The thematic heart of Deacon, however, is the record’s second single, “Same Size Shoe”. It’s Wise’s queer manifesto, a space where frank lyrics and soothing melodies collide as he celebrates his love for black men: “Boy you got my trust cause I’m like you/me and my boo wear the same size shoe.”  

In the song’s accompanying music video, we’re invited to spend a day at home with Wise and his partner. They cook breakfast together, read together, dance in unison. The snapping scene from Tongues Untied plays on their television. Framed photographs of queer luminaries adorn the walls: Riggs is joined by the poet Essex Hemphill and writer Joseph Beam. Books by Toni Morrison, Marlon James and James Baldwin, to name a few, are dotted in piles around the room.  

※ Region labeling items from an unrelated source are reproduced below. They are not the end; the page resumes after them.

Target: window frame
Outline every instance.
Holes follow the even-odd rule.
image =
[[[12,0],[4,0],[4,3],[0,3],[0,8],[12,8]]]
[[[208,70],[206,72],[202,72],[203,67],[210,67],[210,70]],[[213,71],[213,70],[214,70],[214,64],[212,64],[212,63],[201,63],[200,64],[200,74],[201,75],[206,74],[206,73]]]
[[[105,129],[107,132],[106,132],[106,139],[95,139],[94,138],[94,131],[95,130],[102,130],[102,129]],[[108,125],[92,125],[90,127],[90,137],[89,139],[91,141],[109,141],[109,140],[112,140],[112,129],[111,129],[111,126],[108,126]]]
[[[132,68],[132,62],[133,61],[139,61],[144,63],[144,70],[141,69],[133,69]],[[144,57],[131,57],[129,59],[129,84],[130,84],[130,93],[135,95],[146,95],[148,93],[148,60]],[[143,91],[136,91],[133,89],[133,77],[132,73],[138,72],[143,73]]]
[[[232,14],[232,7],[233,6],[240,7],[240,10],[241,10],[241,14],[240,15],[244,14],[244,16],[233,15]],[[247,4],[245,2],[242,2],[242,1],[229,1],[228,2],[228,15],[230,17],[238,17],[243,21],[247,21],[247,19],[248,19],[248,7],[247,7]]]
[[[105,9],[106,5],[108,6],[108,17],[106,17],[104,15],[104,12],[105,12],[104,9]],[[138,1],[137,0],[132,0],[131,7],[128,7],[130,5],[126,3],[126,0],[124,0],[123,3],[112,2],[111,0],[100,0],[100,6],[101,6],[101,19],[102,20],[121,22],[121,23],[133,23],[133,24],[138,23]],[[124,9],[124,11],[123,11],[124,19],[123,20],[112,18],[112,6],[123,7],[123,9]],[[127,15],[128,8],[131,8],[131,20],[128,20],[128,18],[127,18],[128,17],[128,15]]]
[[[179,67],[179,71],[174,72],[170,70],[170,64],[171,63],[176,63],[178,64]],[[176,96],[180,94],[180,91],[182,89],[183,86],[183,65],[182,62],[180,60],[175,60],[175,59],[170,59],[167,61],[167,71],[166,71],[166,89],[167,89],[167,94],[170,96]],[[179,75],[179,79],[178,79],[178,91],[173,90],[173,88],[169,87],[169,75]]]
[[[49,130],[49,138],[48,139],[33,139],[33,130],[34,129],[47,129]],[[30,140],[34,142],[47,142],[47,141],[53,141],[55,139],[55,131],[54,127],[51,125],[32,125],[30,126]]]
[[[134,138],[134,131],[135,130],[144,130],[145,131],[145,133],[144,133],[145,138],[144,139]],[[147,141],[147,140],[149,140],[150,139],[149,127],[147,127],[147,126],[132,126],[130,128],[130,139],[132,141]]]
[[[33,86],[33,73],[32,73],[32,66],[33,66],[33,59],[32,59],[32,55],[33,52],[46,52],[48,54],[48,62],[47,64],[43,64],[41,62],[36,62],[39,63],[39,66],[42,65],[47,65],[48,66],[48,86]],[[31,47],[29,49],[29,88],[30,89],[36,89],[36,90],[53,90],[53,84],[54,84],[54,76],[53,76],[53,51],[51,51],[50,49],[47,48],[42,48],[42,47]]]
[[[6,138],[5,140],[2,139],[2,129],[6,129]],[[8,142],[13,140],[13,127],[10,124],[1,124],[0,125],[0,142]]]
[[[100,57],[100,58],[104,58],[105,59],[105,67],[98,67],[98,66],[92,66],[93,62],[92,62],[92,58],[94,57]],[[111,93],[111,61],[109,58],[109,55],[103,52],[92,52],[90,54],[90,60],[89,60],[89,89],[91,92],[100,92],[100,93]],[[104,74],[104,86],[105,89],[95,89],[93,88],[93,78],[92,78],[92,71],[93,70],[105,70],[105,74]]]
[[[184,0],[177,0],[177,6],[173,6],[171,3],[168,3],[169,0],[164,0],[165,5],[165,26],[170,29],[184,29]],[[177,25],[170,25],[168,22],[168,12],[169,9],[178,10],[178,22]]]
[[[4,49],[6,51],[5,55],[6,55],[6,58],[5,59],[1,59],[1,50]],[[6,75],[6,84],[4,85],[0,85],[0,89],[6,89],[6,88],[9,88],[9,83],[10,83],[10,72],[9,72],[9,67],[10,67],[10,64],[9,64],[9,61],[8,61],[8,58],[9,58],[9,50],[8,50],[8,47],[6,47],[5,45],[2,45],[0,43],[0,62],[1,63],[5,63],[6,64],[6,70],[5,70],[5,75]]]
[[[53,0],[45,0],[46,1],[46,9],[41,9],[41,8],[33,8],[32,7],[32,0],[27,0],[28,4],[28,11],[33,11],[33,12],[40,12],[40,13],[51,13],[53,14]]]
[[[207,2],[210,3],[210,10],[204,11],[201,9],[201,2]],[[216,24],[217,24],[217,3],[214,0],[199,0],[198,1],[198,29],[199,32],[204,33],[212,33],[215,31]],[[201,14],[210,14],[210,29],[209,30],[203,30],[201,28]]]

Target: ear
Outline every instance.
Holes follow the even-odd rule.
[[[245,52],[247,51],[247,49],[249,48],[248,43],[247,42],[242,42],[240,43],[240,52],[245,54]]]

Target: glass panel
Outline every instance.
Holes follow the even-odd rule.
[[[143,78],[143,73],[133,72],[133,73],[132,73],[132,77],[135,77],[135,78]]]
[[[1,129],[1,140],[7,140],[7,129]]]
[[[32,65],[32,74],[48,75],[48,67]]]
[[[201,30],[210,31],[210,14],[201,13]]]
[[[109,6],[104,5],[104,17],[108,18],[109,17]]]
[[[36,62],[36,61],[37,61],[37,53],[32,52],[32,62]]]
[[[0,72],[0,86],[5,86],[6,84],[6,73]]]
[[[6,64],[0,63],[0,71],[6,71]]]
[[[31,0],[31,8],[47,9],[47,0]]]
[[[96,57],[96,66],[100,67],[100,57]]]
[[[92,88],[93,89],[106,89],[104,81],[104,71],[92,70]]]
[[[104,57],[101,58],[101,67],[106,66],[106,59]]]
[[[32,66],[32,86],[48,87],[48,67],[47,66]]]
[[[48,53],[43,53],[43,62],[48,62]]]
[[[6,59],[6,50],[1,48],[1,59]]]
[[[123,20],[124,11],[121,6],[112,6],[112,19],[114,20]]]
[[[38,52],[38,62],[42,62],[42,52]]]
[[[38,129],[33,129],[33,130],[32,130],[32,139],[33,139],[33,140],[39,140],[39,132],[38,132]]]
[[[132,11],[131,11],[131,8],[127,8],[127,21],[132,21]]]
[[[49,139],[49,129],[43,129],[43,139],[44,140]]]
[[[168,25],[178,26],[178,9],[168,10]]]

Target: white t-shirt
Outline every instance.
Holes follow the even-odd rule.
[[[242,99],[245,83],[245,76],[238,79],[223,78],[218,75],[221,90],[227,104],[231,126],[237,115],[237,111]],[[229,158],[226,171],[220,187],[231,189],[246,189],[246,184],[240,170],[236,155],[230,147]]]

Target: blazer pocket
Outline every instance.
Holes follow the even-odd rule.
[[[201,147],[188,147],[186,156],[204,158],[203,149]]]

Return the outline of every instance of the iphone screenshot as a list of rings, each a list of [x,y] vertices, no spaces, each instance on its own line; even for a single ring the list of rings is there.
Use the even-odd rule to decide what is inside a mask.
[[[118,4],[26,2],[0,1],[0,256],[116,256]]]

Within this space, the video and throughout Deacon, Wise creates his queer, black sanctuary – a place in which he feels safe, sexy and unashamed. And although lesser artists may employ empty cultural references to earn cachet by association, Wise’s work clearly consolidates the influence of the figures who uplift him. It’s there in the way he moves, the candour of his lyrics, the rise and fall of his voice on every track. Deacon is a rousing love letter to queer blackness: not a story, but a tableau of scenes showing love in its truest and tenderest form.